Réfractaires à la guerre d’Algérie avec l’Action civique non violente 1959-1963 PDF

Vue de la réfractaires à la guerre d’Algérie avec l’Action civique non violente 1959-1963 PDF de La Calle, chef-lieu de la Compagnie royale d’Afrique sur la côte de la Barbarie, 1788. Deux définitions qui s’opposent de  pied-noir  indiquent assez bien l’imprécision de ce terme.

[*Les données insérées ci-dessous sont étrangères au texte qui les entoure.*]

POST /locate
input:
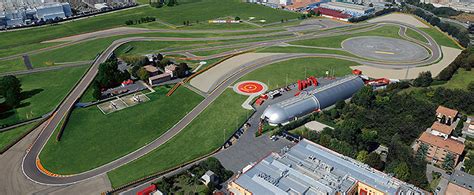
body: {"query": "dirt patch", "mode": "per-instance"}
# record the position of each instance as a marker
(449, 54)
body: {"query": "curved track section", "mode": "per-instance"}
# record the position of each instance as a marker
(29, 165)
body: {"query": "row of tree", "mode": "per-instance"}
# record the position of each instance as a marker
(460, 34)
(108, 76)
(374, 118)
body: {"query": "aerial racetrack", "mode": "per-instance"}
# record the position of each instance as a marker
(401, 52)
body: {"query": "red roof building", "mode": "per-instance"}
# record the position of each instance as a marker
(332, 13)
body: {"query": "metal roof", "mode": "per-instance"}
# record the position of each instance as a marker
(308, 168)
(319, 98)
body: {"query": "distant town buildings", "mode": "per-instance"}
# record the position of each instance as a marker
(17, 13)
(308, 168)
(14, 14)
(460, 183)
(460, 5)
(342, 10)
(437, 140)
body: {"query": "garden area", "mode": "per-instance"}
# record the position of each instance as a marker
(87, 133)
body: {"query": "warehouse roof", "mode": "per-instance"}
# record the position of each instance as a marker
(308, 168)
(447, 144)
(437, 126)
(447, 111)
(463, 180)
(333, 13)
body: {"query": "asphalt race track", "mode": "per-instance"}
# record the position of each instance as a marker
(29, 162)
(385, 49)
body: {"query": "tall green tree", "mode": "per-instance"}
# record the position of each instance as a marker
(424, 79)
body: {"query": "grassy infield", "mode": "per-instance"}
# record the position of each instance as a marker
(209, 126)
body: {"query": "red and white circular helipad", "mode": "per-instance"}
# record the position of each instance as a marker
(250, 88)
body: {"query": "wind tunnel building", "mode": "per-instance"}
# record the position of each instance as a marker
(318, 99)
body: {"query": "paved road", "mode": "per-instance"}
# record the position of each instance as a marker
(33, 173)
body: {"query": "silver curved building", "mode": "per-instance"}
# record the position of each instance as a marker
(318, 99)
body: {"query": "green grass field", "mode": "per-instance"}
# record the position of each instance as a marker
(440, 37)
(91, 138)
(186, 11)
(335, 41)
(460, 80)
(12, 65)
(413, 34)
(202, 136)
(11, 136)
(224, 113)
(43, 92)
(295, 69)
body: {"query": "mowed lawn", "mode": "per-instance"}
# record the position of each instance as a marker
(440, 37)
(335, 41)
(43, 92)
(460, 80)
(413, 34)
(206, 133)
(188, 10)
(92, 139)
(295, 69)
(11, 136)
(12, 65)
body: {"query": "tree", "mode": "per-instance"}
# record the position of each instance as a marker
(143, 74)
(373, 160)
(364, 97)
(402, 171)
(159, 57)
(362, 156)
(470, 86)
(10, 89)
(424, 79)
(182, 69)
(422, 151)
(435, 21)
(96, 91)
(448, 163)
(469, 163)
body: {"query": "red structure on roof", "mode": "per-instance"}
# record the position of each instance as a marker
(332, 13)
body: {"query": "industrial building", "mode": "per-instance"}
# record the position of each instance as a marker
(307, 102)
(348, 8)
(308, 168)
(14, 14)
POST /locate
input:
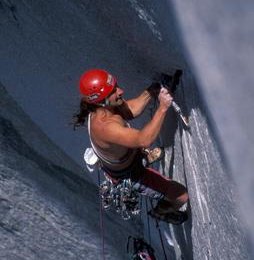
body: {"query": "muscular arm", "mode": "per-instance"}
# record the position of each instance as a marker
(138, 104)
(115, 133)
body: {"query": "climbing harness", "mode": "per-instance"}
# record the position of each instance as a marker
(140, 249)
(121, 196)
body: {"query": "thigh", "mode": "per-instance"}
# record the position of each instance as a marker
(159, 183)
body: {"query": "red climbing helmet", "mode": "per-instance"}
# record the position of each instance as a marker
(96, 85)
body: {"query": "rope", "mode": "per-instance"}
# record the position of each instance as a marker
(148, 223)
(101, 219)
(159, 231)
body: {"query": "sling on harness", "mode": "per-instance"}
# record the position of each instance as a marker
(121, 196)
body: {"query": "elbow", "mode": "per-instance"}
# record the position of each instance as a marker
(145, 143)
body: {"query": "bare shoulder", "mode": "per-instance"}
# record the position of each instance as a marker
(102, 124)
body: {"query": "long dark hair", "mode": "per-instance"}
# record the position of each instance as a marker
(80, 118)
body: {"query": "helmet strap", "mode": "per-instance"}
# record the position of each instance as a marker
(105, 103)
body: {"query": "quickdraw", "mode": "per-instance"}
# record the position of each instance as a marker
(140, 249)
(121, 196)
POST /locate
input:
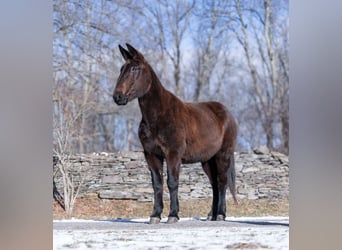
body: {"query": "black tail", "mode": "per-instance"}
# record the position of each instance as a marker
(231, 178)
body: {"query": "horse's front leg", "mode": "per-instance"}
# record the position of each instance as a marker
(155, 165)
(173, 168)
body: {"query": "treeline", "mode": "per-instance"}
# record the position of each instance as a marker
(232, 51)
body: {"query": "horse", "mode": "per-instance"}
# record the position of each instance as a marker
(178, 132)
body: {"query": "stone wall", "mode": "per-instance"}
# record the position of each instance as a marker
(125, 176)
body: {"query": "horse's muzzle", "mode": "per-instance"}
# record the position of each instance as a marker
(120, 99)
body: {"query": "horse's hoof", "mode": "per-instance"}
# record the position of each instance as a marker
(220, 217)
(172, 220)
(154, 220)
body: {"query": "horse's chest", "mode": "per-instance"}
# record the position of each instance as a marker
(149, 138)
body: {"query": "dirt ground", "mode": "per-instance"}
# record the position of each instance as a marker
(92, 207)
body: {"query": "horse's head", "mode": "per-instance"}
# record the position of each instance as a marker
(135, 76)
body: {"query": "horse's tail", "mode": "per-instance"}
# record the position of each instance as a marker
(231, 178)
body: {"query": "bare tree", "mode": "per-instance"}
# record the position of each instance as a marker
(269, 92)
(170, 21)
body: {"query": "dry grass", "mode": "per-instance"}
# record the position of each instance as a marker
(91, 207)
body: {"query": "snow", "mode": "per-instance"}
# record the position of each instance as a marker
(188, 233)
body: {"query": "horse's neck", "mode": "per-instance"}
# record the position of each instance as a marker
(154, 102)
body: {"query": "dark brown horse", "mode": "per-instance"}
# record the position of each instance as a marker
(178, 132)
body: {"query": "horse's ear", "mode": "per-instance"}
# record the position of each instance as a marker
(136, 54)
(125, 54)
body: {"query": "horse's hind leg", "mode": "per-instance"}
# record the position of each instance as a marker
(225, 178)
(210, 169)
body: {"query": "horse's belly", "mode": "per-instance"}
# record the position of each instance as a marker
(199, 153)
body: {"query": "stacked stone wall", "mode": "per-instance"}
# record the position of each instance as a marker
(125, 175)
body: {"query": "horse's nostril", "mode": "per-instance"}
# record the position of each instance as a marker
(120, 98)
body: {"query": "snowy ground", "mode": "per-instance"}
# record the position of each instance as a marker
(189, 233)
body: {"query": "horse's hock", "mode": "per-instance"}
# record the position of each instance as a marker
(124, 175)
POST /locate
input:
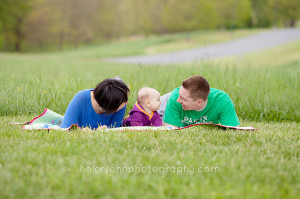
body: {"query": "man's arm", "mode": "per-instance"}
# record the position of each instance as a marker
(166, 124)
(228, 116)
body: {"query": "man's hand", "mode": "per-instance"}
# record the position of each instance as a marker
(166, 124)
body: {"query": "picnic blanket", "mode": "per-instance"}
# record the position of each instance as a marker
(50, 120)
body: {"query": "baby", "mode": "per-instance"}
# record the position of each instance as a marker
(144, 112)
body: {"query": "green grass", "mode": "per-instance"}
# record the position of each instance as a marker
(260, 164)
(255, 164)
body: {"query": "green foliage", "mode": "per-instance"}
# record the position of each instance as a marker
(31, 83)
(247, 164)
(41, 25)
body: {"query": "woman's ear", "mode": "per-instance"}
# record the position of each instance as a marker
(147, 103)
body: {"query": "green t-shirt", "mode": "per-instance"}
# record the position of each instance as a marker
(219, 110)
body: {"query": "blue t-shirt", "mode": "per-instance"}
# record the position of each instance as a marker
(80, 111)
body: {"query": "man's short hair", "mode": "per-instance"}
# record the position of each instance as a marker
(198, 87)
(110, 94)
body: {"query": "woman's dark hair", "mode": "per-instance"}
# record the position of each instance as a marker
(110, 94)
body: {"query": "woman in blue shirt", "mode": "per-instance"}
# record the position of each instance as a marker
(93, 108)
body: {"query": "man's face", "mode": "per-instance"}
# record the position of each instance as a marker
(186, 101)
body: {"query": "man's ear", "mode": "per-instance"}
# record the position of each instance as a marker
(199, 102)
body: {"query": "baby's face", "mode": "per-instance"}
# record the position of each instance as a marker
(154, 100)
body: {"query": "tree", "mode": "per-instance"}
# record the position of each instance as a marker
(12, 15)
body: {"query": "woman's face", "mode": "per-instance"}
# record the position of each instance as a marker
(122, 105)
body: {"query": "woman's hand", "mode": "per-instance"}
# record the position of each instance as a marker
(100, 128)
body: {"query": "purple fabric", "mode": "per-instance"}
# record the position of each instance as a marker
(138, 118)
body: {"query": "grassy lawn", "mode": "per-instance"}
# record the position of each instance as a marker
(157, 164)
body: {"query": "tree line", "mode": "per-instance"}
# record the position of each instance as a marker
(30, 25)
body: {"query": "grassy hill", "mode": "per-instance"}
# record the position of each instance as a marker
(197, 162)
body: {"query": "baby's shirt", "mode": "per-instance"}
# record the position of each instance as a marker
(139, 117)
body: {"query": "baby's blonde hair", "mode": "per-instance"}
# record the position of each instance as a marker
(144, 94)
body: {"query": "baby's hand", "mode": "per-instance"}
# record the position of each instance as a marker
(86, 129)
(101, 128)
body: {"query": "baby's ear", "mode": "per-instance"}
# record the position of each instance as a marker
(147, 103)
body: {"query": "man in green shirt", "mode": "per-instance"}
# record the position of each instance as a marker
(195, 102)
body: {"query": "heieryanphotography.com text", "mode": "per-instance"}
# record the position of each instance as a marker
(149, 169)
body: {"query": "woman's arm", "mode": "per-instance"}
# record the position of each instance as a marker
(117, 118)
(73, 112)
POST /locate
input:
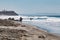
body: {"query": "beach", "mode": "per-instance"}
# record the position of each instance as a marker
(21, 31)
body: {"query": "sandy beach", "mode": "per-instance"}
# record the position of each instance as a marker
(13, 30)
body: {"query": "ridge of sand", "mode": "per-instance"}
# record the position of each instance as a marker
(24, 32)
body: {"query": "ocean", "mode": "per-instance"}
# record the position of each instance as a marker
(50, 24)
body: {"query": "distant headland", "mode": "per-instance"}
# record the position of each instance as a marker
(4, 12)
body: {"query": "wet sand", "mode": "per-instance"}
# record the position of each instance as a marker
(21, 31)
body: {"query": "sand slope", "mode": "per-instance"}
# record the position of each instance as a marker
(24, 32)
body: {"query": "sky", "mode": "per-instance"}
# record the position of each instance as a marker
(31, 6)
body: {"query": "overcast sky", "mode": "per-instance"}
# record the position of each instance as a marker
(31, 6)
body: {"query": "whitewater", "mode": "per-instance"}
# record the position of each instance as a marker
(49, 24)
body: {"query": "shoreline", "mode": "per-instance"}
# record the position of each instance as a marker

Quarante ans après la fin de la guerre d’Algérie, un groupe d’anciens réfractaires et de solidaires décident de témoigner. Avoir l’envie de se rencontrer pour se raconter tant d’années après était parfaitement déraisonnable. Déraisonnables, ils avaient déjà montré qu’ils pouvaient l’être. Leur livre nous apprend comment ils ont décidé ensemble de dire non et d’attiser une conscience, si actuelle, de la désobéissance civile comme forme incontournable de toute civilisation humaine…
Honneur à vous, les insoumis, les déserteurs, les objecteurs, les réfractaires qui avez eu le courage de  » résister « , de dire non, à la pacification, à la torture, aux répressions, aux camps d’internement, le courage de  » désobéir aux ordres « , à la loi même, aux violations des droits de l’homme, droits individuels et collectifs, droit à l’autodétermination et à l’indépendance du peuple algérien (…j. Vous étiez et vous restez modestes, vous faisiez ce que vous dictait votre conscience, et vos refus étaient multiples, variés, personnels; ils étaient riches de leur diversité.
Jean-Jacques de Félice, avocat. Préface.
Parce qu’elle réfère à un passé encore présent pour beaucoup d’entre nous, la guerre d’Algérie garde, à bien des égards, encore ses mystères. Les voiles sur ces  » événements  » ne se soulèvent finalement que lorsque les langues de nos parents se délient. Mais il faut du temps, beaucoup de temps pour qu’ils nous livrent, lorsqu’ils le font, l’histoire vibrante, ardente et éprouvante de celui qu’elle a transcendé et souvent meurtri. Et c’est cette émotion qu’ils parviennent à cristalliser dans des mots qui jaillissent parfois au détour d’un repas de famille…
Djaouida Sehili, sociologue. Postface.

Français d’origine européenne installé en Afrique du Nord jusqu’à l’époque de l’indépendance. Le seul groupe commun aux deux définitions est celui des Français d’Algérie descendants d’émigrants européens, et  rapatriés  dans les années 1960. L’exclusion, par l’une ou l’autre définition, des rapatriés du Maroc et de Tunisie, ou des Juifs séfarades et des descendants d’autochtones de citoyenneté française  rapatriés  d’Algérie, reflète l’attitude d’acceptation ou de refus de l’expression  pied-noir  par les membres de ces groupes. 1830, se sont installés en Algérie pour en faire une colonie de peuplement. Français, les Turcs et les Arabes. D’autre part, les deux définitions n’ont pas la même extension temporelle : le Robert réserve l’appellation aux personnes contemporaines de la guerre et du départ d’Algérie, alors que Larousse semble lui donner une valeur rétroactive. Dès lors, selon la définition du Larousse, les colons installés dès 1560 dans les  possessions françaises sur la côte septentrionale de l’Afrique , telles que le Bastion de France et La Calle, sont considérés comme des pieds-noirs qui s’ignoraient.